Like Linda McGriff, Cousin remembers the playground in better days. Her aunt lived in Bliss Towers in the 1990s. “Our parents cooked and grilled outside, chilled in the summer and we went to the playground,” says Cousin. “They could see us and it felt so free.”
Cousin went to school with McGriff. They remember how each other’s families grew up. When McGriff was in college, her mother became homeless, forcing the family to temporarily move to Bliss Towers.
“Me and my three kids slept on the pullout couch for a couple of months,” she says. “The playground and all the playgrounds in the area were so important because the boys and I were crammed into this little apartment with all our cousins and my sister.”
“Building the playground is a necessity,” says Malachi Walker, a councilor representing Hudson’s fourth ward. “I think Hudson deserves good playgrounds with outdoor training sessions and chess tables and benches.”
children who are children
As a single mom, Bernadette Collette relies on community support through the Greater Hudson Promise Neighborhood and free playrooms to ensure her children have a spirited upbringing. An Afternoon with Kodi and Tyrayne demonstrates their love of gaming. The brothers make notes of how they would improve the playground, like adding a swing set, jungle gym, and sprinkler. They walk around thinking how fun it would be to walk through cool water on a hot summer day.
Her mother attributes her positivity to “kids are kids.”
“I always stress because I’m thinking about where they are, young as they are — they don’t need to know what stress is, and they don’t need to really feel it at that point,” she says.
Sometimes, when Collette sees her children at play, she wishes she could be transported back to a time when life was simpler.

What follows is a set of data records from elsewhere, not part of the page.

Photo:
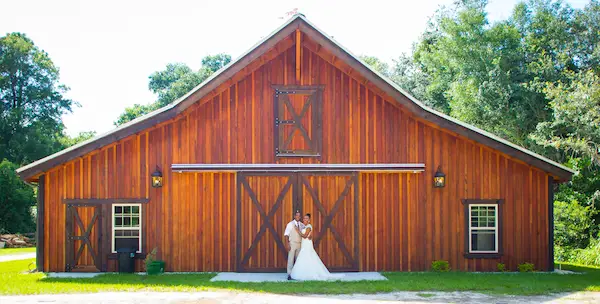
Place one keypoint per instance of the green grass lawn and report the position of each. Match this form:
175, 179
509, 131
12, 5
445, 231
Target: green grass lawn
14, 281
7, 251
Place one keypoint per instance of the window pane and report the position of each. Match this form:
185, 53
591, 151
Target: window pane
483, 240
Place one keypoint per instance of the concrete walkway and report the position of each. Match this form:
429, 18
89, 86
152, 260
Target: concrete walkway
16, 257
231, 297
282, 277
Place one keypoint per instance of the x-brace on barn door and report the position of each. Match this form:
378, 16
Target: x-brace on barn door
84, 237
266, 202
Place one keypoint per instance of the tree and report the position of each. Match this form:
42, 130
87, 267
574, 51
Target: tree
377, 64
32, 101
174, 81
575, 124
15, 202
68, 141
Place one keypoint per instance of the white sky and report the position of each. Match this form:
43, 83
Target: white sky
107, 49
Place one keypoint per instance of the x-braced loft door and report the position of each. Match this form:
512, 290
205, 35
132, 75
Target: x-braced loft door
267, 202
84, 237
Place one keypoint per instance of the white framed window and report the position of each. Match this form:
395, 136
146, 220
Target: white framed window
127, 227
483, 228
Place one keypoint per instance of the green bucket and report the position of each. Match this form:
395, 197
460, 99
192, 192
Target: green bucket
155, 267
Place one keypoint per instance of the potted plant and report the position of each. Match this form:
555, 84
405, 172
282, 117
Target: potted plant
154, 266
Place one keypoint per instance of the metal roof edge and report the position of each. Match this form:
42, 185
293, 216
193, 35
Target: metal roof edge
437, 113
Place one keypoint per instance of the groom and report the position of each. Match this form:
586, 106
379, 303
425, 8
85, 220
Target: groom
293, 240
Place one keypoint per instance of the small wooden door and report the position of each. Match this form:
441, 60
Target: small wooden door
84, 238
265, 206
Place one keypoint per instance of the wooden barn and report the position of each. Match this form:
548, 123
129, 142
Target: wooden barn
297, 122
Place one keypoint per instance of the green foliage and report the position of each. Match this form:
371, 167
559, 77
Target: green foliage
32, 101
533, 79
526, 267
68, 141
589, 255
575, 125
134, 112
440, 266
501, 267
15, 202
572, 223
377, 64
176, 80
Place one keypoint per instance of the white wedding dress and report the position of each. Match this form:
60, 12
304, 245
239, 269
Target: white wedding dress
308, 266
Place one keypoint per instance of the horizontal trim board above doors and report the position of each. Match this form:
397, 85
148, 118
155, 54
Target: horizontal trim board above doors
99, 201
415, 168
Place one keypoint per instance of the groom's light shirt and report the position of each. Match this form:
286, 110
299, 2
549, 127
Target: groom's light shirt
290, 227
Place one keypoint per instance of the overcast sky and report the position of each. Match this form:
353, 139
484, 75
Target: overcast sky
107, 49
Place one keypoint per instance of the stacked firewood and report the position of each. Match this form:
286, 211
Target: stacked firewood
17, 240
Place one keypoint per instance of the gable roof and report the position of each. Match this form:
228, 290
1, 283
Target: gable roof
298, 21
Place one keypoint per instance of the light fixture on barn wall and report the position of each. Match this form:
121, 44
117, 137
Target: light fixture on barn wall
439, 179
156, 178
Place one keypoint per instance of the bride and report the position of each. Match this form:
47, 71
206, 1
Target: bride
308, 266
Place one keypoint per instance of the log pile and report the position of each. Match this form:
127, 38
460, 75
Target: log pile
17, 240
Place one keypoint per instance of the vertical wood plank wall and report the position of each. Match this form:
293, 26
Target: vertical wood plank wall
405, 223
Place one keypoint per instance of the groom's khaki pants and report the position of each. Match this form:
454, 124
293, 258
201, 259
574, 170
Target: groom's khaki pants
292, 255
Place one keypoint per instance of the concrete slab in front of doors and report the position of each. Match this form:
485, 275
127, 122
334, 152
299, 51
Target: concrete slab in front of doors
282, 277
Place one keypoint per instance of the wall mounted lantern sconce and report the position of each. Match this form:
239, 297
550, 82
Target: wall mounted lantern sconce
157, 178
439, 179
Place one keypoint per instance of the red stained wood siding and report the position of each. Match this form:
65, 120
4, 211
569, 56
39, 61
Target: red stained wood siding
404, 223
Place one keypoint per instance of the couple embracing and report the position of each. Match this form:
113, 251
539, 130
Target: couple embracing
304, 263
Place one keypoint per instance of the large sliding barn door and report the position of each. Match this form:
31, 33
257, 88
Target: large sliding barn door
332, 201
265, 205
267, 202
84, 237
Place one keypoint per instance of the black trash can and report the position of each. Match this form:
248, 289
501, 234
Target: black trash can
126, 261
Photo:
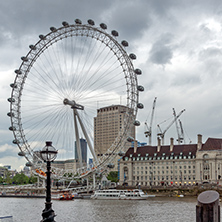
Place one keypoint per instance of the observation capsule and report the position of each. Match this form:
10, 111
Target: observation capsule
10, 114
13, 85
42, 37
32, 47
91, 22
53, 29
103, 26
130, 139
25, 59
125, 43
138, 71
11, 100
28, 164
110, 165
140, 106
21, 153
65, 24
121, 153
15, 141
140, 88
78, 21
115, 33
132, 56
136, 123
17, 71
12, 128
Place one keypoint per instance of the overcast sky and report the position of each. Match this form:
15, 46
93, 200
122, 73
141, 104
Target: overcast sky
178, 46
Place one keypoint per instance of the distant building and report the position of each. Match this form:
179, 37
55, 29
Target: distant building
26, 170
83, 145
8, 167
186, 164
3, 171
107, 125
70, 164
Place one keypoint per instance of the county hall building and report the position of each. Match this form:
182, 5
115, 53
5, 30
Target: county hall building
172, 164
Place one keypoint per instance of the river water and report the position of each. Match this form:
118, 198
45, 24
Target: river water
154, 209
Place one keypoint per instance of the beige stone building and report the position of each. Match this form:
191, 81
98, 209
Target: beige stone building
70, 164
107, 124
186, 164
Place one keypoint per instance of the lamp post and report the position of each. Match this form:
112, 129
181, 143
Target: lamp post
48, 154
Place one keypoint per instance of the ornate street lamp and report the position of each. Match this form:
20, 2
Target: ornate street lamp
48, 154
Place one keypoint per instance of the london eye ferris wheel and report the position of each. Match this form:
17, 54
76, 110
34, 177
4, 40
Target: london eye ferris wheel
62, 81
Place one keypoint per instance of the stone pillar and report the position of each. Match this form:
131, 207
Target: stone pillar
199, 141
94, 180
130, 174
208, 208
171, 144
158, 144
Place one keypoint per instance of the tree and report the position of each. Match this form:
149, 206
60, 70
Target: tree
7, 178
113, 176
33, 179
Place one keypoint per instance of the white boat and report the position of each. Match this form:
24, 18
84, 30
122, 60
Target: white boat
113, 194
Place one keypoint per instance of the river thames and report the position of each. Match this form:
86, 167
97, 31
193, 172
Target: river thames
154, 209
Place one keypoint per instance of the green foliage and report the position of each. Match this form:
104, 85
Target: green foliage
20, 178
113, 176
33, 179
7, 179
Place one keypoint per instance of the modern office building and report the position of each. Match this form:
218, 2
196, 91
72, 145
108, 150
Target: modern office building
186, 164
107, 125
83, 145
70, 164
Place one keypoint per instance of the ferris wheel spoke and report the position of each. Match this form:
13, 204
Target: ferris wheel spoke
85, 66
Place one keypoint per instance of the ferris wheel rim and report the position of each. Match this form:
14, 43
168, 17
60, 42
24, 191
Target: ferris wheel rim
42, 45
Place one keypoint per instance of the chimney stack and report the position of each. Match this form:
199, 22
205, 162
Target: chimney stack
135, 146
199, 141
159, 144
171, 144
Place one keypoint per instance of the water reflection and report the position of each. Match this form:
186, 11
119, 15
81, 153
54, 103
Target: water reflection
154, 210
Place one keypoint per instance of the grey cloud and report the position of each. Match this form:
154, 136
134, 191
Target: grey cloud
162, 52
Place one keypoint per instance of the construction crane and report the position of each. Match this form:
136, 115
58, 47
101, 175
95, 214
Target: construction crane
162, 133
148, 133
179, 128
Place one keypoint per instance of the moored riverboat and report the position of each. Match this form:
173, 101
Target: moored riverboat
62, 196
114, 194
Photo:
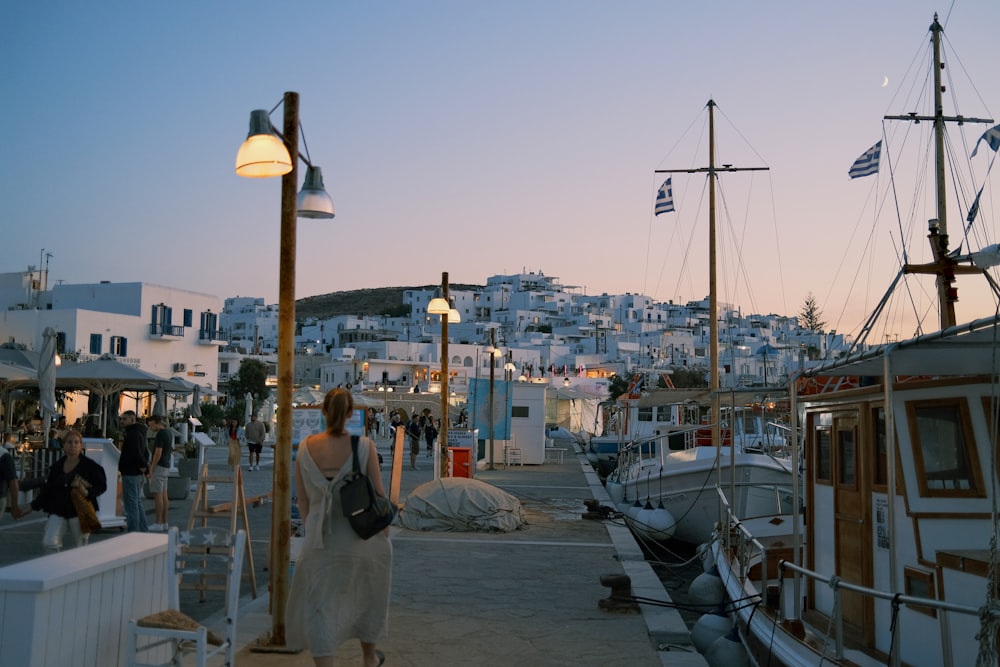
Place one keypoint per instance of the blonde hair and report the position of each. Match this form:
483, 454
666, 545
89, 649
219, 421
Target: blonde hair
338, 404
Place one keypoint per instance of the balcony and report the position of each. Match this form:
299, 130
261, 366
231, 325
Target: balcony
213, 337
165, 332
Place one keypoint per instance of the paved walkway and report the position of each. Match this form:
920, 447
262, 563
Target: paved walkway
526, 598
523, 598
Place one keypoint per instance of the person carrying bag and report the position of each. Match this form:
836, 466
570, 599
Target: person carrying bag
367, 511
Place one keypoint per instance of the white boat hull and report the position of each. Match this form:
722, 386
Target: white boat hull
684, 482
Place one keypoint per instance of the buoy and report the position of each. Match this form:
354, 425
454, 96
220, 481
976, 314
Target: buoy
707, 589
655, 523
710, 627
727, 651
707, 557
616, 492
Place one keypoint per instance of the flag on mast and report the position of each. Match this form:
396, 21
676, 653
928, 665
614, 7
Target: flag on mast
664, 198
867, 164
992, 138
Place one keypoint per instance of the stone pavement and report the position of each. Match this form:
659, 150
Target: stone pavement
528, 597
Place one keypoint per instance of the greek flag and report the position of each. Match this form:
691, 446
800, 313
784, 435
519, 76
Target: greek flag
664, 198
991, 137
867, 164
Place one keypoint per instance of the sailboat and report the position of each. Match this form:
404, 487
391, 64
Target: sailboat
896, 559
667, 493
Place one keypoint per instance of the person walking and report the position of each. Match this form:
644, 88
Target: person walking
159, 470
237, 438
341, 584
255, 434
133, 465
430, 434
414, 431
72, 471
8, 484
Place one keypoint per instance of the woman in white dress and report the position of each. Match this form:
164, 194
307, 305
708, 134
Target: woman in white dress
336, 568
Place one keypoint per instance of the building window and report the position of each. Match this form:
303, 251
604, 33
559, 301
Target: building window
119, 346
946, 460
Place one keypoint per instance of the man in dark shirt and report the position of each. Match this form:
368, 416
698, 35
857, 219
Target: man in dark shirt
8, 483
159, 469
133, 466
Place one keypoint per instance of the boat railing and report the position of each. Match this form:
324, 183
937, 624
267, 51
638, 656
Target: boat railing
837, 586
747, 551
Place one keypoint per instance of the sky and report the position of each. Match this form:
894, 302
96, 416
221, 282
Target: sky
477, 138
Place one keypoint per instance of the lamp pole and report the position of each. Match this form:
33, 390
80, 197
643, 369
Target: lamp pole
281, 510
443, 447
493, 342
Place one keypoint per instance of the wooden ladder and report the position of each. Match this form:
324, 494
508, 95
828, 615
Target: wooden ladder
235, 511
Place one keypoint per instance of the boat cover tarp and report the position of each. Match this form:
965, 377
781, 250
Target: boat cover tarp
461, 504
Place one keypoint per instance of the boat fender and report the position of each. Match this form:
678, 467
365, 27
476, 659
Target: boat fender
707, 557
727, 651
707, 588
710, 627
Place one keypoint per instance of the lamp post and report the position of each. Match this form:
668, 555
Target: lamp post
442, 306
265, 155
492, 352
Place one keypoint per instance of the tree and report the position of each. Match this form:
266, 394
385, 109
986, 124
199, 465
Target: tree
252, 377
810, 317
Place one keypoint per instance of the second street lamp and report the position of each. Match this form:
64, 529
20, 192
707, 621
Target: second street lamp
261, 156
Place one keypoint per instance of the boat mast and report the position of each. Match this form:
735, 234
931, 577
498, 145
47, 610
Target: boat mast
713, 300
944, 267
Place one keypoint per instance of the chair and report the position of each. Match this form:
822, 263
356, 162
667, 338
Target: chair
512, 456
203, 552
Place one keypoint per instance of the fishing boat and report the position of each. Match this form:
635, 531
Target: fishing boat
893, 559
664, 483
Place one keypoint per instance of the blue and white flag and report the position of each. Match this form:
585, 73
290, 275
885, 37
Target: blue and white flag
992, 138
867, 164
664, 198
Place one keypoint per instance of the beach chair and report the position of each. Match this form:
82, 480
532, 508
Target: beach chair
204, 552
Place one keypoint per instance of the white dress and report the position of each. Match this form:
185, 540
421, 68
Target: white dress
341, 583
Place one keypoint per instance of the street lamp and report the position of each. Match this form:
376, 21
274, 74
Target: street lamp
493, 353
264, 154
442, 306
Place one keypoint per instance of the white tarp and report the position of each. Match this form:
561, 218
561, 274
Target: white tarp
461, 504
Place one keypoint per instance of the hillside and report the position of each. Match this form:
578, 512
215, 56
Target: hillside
374, 301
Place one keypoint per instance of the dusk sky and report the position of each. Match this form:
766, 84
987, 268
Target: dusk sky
480, 138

With inflation hitting a 40-year high this year, she and other Bliss Towers residents are feeling overwhelmed by the costs of everyday living and underwhelmed by support from city officials and the housing authority.
“Sometimes I look at myself and I’m like, ‘Now can I just go home and retire like them?'” she laughs. “I want to go back to a world without bills.” Her daydreams are interrupted by the children chasing each other and climbing the slides.